Inés del Río, su historia y el fallo de Estrasburgo

Cuando a las cinco y media de la madrugada del 15 al 16 de diciembre de 1987, un comando de los Geos (Grupo Especial de Operaciones) al mando del comandante Holgado, se disponía a entrar en el cuarto piso letra A, de la calle Río Ulla 8, en la zona de Ventas de Madrid, todos los mandos que seguían por teléfonos especiales, la operación montada después de meses de seguimiento, estaban convencidos de que detendrían al Comando Madrid, el más sanguinario de todos los de ETA, al completo.

Los servicios de información y vigilancia sabían que en ese piso estaban Cristina Arrizabalaga, María Teresa Rojo Paniego, Troitiño, Esteban Esteban Nieto, Inmaculada Noble Goicoechea, De Juana Chaos, e Inés del Rio Prada, alias “Pequeña “y “Nieves”. Cayó el comando completo pero no cayó, Inés del Río, una de las activistas más sanguinarias de la organización terrorista que, entre otros atentados, se sentía orgullosa de haber participado en la masacre de guardias civiles jóvenes de la Plaza República Argentina en Madrid

Para el comandante Holgado y para el comisario Juan Bautista Felices, el hombre que llevó a cabo la mayor parte de la investigación hasta encontrar el piso de Rio Ulla, y comprobar que, efectivamente el “gato ya estaba en la lata” (era la consigna para la intervención de los Geos ), fue una sorpresa no encontrar allí a Inés del Rio. La etarra que había huido días antes de Madrid, caería meses más tarde en una operación policial en Zaragoza, con una caravana de varias toneladas del explosivo amonal.

Condenada en España a 3.828 años de prisión por un total de 24 asesinatos, cometidos durante su participación en atentados tan cruentos como el de la plaza de República Dominicana de Madrid en el que fallecieron 12 guardias civiles, se le aplicó la llamada doctrina Parot, según la cual los beneficios penitenciarios se los aplicaron a cada una de las condenas y no a la pena máxima que, entonces según el Código Penal de 1973, eran de treinta años. De esta forma, Inés del Rio que debería haber salido hace cinco años de la prisión se le condenaba a estar encarcelada hasta 2017. Tras recurrir al Tribunal de Estrasburgo, los 17 magistrados, por unanimidad han considerado, este martes, para escándalo de un sector de la opinión pública española y, sobre todo para las víctimas del terrorismo, que esa resolución de los tribunales españoles vulneran el artículo 5 del Convenio Europeo de Derechos Humanos (derecho a la libertad y a la igualdad). El tribunal de Estrasburgo confirma así, que la jurisprudencia del Tribunal Supremo se aplicó de forma retroactiva y la Constitución española, en su artículo 9, prohíbe la retroactividad de las normas y, tal como ha sentenciado Estrasburgo, la Doctrina Parot atenta claramente contra ella.

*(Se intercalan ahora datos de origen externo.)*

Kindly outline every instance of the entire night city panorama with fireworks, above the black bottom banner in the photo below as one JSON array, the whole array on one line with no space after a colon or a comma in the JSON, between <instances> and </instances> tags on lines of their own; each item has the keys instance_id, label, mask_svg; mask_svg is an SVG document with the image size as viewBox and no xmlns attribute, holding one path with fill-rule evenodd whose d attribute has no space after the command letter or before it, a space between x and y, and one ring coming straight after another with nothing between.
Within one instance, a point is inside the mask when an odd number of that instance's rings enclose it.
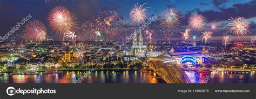
<instances>
[{"instance_id":1,"label":"entire night city panorama with fireworks, above the black bottom banner","mask_svg":"<svg viewBox=\"0 0 256 99\"><path fill-rule=\"evenodd\" d=\"M256 83L254 5L1 1L0 83Z\"/></svg>"}]
</instances>

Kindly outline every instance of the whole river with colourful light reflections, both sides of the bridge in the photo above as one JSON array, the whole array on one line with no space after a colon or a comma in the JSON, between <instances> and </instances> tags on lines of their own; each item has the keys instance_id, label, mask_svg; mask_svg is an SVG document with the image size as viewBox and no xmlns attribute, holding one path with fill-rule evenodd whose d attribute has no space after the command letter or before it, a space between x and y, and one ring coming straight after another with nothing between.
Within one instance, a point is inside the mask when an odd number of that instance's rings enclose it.
<instances>
[{"instance_id":1,"label":"whole river with colourful light reflections, both sides of the bridge","mask_svg":"<svg viewBox=\"0 0 256 99\"><path fill-rule=\"evenodd\" d=\"M192 83L205 82L211 73L185 71ZM84 75L84 77L81 77ZM65 71L59 74L11 75L4 73L0 83L75 83L83 78L81 83L165 83L159 77L154 78L152 71L94 71L88 76L84 71ZM255 73L248 72L218 72L207 83L256 83Z\"/></svg>"}]
</instances>

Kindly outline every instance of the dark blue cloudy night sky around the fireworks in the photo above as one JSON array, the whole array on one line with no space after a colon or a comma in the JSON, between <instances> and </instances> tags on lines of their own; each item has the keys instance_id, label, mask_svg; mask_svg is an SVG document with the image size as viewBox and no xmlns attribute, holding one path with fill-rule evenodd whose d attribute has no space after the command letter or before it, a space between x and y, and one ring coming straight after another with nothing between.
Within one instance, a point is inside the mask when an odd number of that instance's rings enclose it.
<instances>
[{"instance_id":1,"label":"dark blue cloudy night sky around the fireworks","mask_svg":"<svg viewBox=\"0 0 256 99\"><path fill-rule=\"evenodd\" d=\"M187 16L200 13L207 18L208 28L215 23L218 28L214 36L223 36L227 30L227 19L231 17L245 17L250 22L250 34L256 35L256 0L0 0L0 36L8 33L16 22L31 14L32 19L43 21L48 26L47 16L50 10L63 5L75 16L79 24L103 10L116 10L120 17L129 18L134 4L144 4L147 16L160 14L170 7L181 11L185 16L183 27L187 25ZM173 2L174 1L174 2ZM207 27L206 27L207 28ZM50 28L48 27L50 30ZM181 28L184 31L184 28Z\"/></svg>"}]
</instances>

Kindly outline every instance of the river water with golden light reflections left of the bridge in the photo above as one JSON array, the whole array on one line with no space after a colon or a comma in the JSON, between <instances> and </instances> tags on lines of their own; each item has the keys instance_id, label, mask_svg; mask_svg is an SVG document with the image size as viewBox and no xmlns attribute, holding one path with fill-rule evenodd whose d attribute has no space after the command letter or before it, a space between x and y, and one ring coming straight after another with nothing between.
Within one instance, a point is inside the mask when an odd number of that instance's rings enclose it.
<instances>
[{"instance_id":1,"label":"river water with golden light reflections left of the bridge","mask_svg":"<svg viewBox=\"0 0 256 99\"><path fill-rule=\"evenodd\" d=\"M0 83L75 83L85 76L84 71L66 71L59 74L10 75L5 73ZM82 83L164 83L162 79L152 78L150 73L139 71L95 71L86 76Z\"/></svg>"}]
</instances>

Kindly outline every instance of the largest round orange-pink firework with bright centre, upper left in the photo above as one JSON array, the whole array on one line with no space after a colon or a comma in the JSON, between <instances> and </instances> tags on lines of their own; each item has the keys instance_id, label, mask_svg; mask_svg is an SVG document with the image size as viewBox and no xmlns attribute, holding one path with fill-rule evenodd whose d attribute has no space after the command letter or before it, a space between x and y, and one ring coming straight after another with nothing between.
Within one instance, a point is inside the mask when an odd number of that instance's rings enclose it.
<instances>
[{"instance_id":1,"label":"largest round orange-pink firework with bright centre, upper left","mask_svg":"<svg viewBox=\"0 0 256 99\"><path fill-rule=\"evenodd\" d=\"M75 16L65 7L56 6L49 13L49 25L58 35L65 38L65 33L75 31L77 22Z\"/></svg>"}]
</instances>

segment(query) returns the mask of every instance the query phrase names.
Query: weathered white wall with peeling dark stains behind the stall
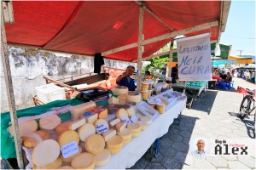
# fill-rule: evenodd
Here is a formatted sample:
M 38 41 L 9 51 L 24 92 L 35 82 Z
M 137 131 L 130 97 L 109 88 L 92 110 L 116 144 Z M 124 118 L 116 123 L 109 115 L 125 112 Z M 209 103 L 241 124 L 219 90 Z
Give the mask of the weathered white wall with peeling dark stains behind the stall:
M 35 87 L 45 84 L 44 76 L 61 79 L 93 72 L 94 59 L 86 55 L 49 53 L 33 48 L 9 47 L 9 59 L 17 109 L 33 106 Z M 105 65 L 125 69 L 137 64 L 105 59 Z M 9 111 L 1 59 L 1 112 Z

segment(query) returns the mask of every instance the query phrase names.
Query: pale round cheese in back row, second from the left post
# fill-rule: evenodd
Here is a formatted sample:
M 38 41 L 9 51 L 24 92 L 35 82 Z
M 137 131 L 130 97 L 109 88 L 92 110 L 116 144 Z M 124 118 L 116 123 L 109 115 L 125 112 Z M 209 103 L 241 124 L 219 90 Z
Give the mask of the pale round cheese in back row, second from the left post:
M 61 118 L 56 115 L 44 116 L 39 120 L 39 127 L 43 130 L 53 130 L 61 124 Z

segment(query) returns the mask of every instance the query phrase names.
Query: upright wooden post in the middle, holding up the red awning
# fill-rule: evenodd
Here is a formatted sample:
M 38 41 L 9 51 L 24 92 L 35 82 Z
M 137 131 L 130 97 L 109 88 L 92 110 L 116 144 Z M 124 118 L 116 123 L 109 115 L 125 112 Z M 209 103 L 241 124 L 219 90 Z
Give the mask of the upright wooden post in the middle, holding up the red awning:
M 143 65 L 143 6 L 139 8 L 138 48 L 137 48 L 137 92 L 141 91 Z

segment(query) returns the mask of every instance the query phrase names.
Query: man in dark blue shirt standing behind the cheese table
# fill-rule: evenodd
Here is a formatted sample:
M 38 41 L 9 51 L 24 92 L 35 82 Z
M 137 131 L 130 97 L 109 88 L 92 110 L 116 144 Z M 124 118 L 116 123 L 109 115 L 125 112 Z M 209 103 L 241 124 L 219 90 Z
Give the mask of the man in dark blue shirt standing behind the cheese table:
M 134 71 L 134 66 L 127 66 L 126 71 L 116 78 L 116 83 L 119 86 L 125 86 L 129 88 L 129 91 L 135 91 L 136 86 L 134 80 L 131 78 L 131 75 L 133 74 Z

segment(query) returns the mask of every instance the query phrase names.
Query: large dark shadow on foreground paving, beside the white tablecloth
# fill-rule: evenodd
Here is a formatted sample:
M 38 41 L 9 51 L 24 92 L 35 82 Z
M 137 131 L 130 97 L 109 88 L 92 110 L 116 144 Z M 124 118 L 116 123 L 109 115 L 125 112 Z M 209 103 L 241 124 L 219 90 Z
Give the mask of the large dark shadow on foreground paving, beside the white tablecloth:
M 152 159 L 152 153 L 148 149 L 131 169 L 182 169 L 186 165 L 189 140 L 197 118 L 183 115 L 179 117 L 180 122 L 175 120 L 168 133 L 160 138 L 159 155 Z

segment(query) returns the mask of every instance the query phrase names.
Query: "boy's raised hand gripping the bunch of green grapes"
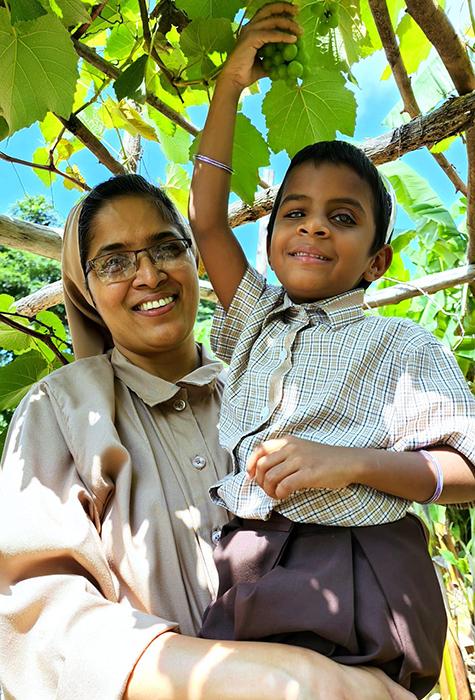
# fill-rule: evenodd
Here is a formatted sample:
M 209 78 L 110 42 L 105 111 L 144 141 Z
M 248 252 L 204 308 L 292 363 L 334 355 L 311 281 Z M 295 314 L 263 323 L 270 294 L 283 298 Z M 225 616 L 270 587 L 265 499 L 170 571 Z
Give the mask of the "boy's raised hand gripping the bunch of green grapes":
M 262 7 L 239 35 L 238 42 L 223 66 L 218 82 L 230 81 L 239 91 L 252 85 L 266 73 L 258 50 L 265 44 L 293 44 L 302 33 L 294 20 L 298 8 L 287 2 L 274 2 Z

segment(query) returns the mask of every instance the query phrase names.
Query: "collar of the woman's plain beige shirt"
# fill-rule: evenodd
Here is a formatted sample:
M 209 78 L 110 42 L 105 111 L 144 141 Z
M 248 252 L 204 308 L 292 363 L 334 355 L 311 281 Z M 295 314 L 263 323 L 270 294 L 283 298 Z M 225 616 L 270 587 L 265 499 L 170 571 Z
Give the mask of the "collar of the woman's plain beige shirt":
M 117 348 L 113 348 L 110 352 L 110 359 L 115 375 L 144 403 L 155 406 L 171 399 L 181 388 L 207 388 L 208 393 L 214 390 L 216 380 L 223 371 L 223 365 L 212 357 L 204 346 L 199 345 L 199 348 L 201 365 L 182 377 L 176 384 L 156 377 L 132 364 Z

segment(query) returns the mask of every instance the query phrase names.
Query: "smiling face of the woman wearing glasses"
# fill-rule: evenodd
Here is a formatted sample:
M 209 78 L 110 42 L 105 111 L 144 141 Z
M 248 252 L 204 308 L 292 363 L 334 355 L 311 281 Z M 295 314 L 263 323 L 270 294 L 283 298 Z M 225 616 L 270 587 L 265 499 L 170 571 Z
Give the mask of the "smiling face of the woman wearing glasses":
M 88 259 L 112 247 L 114 251 L 145 248 L 164 234 L 167 239 L 183 237 L 152 200 L 139 195 L 115 197 L 92 220 Z M 164 267 L 155 265 L 146 252 L 139 253 L 136 274 L 125 281 L 104 284 L 94 270 L 87 279 L 115 346 L 131 362 L 160 374 L 163 356 L 171 353 L 177 363 L 179 358 L 196 357 L 193 326 L 199 287 L 191 250 Z

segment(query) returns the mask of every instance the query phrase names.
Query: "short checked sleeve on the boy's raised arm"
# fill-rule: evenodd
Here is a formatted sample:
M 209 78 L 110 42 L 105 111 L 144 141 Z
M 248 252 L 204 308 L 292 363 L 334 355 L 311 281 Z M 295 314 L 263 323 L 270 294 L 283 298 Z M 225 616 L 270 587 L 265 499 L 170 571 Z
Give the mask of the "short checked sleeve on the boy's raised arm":
M 262 322 L 264 309 L 268 311 L 268 304 L 262 303 L 268 289 L 264 277 L 248 266 L 228 311 L 221 304 L 216 305 L 211 348 L 223 362 L 230 364 L 234 348 L 250 319 L 255 324 Z

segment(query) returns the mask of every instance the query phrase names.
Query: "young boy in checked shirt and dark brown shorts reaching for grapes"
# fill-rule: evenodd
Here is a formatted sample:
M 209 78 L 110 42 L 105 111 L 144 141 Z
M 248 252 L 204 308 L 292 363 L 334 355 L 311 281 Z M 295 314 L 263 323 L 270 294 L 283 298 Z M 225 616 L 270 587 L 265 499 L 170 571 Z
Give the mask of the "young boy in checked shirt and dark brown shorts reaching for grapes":
M 284 13 L 284 14 L 282 14 Z M 233 474 L 211 489 L 237 517 L 216 550 L 202 635 L 307 646 L 378 666 L 423 697 L 438 677 L 445 613 L 411 501 L 475 495 L 475 408 L 455 361 L 410 321 L 367 317 L 363 290 L 390 265 L 391 199 L 342 142 L 292 160 L 269 221 L 271 287 L 227 223 L 241 91 L 256 53 L 299 32 L 286 3 L 241 33 L 196 157 L 190 221 L 230 364 L 220 438 Z M 427 449 L 425 449 L 427 448 Z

“El tribunal estima que la demandante no podía prever que el Tribunal Supremo modificaría su jurisprudencia en febrero de 2005 ni que tal modificación le sería aplicada y supondría aplazar en casi nueve años la fecha de su puesta en libertad, del 2 de julio de 2008 al 27 de julio de 2017. Por lo tanto, la demandante ha cumplido una pena de prisión superior a la que tendría que haber cumplido según el sistema jurídico español en vigor en el momento de su condena. Por consiguiente, corresponde a las autoridades españolas garantizar su puesta en liberta en el plazo más breve posible”, señala la sentencia hecha pública este lunes en Estrasburgo.

Un auténtico insulto a las víctimas que no pueden entender como ha prevalecido el principio de la retroactividad, frente al criterio defendido por el abogado del Estado de España, de que no es lo mismo ser autor de un asesinato que de una veintena, algo que no puede comprender un Tribunal Internacional que no entiende el sufrimiento que ha supuesto para el país las matanzas terroristas a lo largo de más de medio siglo, ni tiene conocimiento del daño que el terrorismo ha hecho a la normalización democrática del país.

Con esa sentencia de Estrasburgo, se abre la puerta a la salida de más de medio centenar de dirigentes de ETA, muchos históricos y varios de ellos los más sanguinarios de la banda, así como a presos comunes a los que también se les ha aplicado la doctrina Parot.